Thin Line Between Foul & Fair Parenting
When a group of parents became unhappy with calls made in a Little League tournament, they cornered the offending referees, showered them with four-letter words, and hurled pizza scraps at them.
Of course, those refs got off easy compared to the coach who was slammed into a vehicle and had his life threatened by the father of one of his players. The reason? The coach had pulled the 11-year-old after only three innings so that everyone would get a chance to play.
One of the great American pastimes, Little League is supposed to be an atmosphere built on innocence, where kids can learn how to put on a rally cap and act out their big league dreams. They can have fun, be part of a team and enjoy a free sno-cone with their friends when the game is over.
Unfortunately, this environment is sometimes corrupted by parents—the very people who are expected to be role models.
So, how do sane, nurturing caregivers mutate into the worst versions of themselves when they get near a Little League field?
“The obvious answer is that people are trying to live vicariously through their children’s accomplishments,” says Michael Assel, PhD, assistant professor in the Department of Pediatrics and staff psychologist in the Children’s Learning Institute at The University of Texas Health Science Center at Houston (UTHealth) – and Little League parent. “This can be an unconscious phenomenon.”
If, before a league title game, a parent emphatically points out that many players never even get the chance to win a championship, is he simply motivating his child to seize the moment or is he projecting the pain he felt as a fifth-grader when he came up short?
While other causes of the transformation can include feelings such as insecurity and jealousy, it can also originate from a basic, well-meaning desire: wanting what’s best for their kids.
For example, after a couple of seasons of recreational Little League, a child expresses an interest in playing in a more competitive setting. Hoping to give their son or daughter the best chance to succeed, parents begin shelling out for lessons, equipment and top-of-the-line apparel. When the child fails to show the drive and skill of Lance Berkman, frustration sets in.
“Parents want their kids to do well and take advantage of the opportunities that they provide,” explains Assel. “At some level, the investment becomes personal – ‘I am paying for it, I expect results.’ If a kid does not appear to be making the most of the opportunity, the parents are going to respond.”
These responses can vary from yelling, “Get your head in the game!” to threatening to take away special perks like sessions with a personal trainer. The aggravation can go beyond the child, directed at whomever the parent deems responsible for sabotaging his or her success. If the disappointment of unrealized expectations collides with a season’s worth of pent-up emotions, you have the perfect storm for trouble.

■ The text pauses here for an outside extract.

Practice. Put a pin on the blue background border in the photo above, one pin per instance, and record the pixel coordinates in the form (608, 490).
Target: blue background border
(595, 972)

Next thing you know, an umpire is in a headlock over a questionable third strike.
‘Say it ain’t so!’
Most parents who react violently typically have a history of aggressive behavior, although this is not always the case. Anyone who gets too emotionally tied to the outcome of their children’s activities potentially can be susceptible to these types of outbursts.
Once the situation crosses the line, the damage is done. “Kids often retreat when things get out of hand,” says Assel. “You will find that interest in the game diminishes. A kid who has been excited about Little League for years now wants to sit at home and watch TV.”
Assel says that parents can avoid getting to this point by observing their child’s behavior. “Is he having fun? Does he want to give his coach a high-five? Is he excited to go to practice?” Physical symptoms such as vomiting before games can be a sign your kid is feeling too much pressure to succeed and perform.
So follow the lead of your child, and be as active as you can – without overstepping your bounds. Become familiar with the rules of the game. Support the coach and let him or her do the coaching. Attend meetings to ensure the league is promoting the right message.
Grand slam life lessons
Sports are a microcosm of life, presenting countless teachable moments that are far more important than any final score. Children old enough to play in organized games have the capacity to learn about teamwork, authority and sportsmanship, but it’s up to the adults to drive home these values. If a child throws a bat or slams a helmet, he needs to understand those actions are not acceptable. “Good habits learned early will continue as kids age,” notes Assel.
Having your children play Little League can be a special time for everyone involved. It won’t be long until their attention turns from goals and grounders to cars and... gasp... the opposite sex. So help them have the most positive experience possible, and never forget how they can benefit in the long run.
“I recognize there is an incredibly slim chance that my child will become a professional athlete,” says Assel. “However, I know there is almost a 100 percent chance that she is going to be working in an organization that often parallels some of the teams she’s been on. There will be stars, and there will be people who shouldn’t be there. There will be cliques, there will be disagreements, and she needs to practice those interpersonal and motivational skills that allow her to become a productive adult who can work effectively with a range of people while striving toward a common goal.”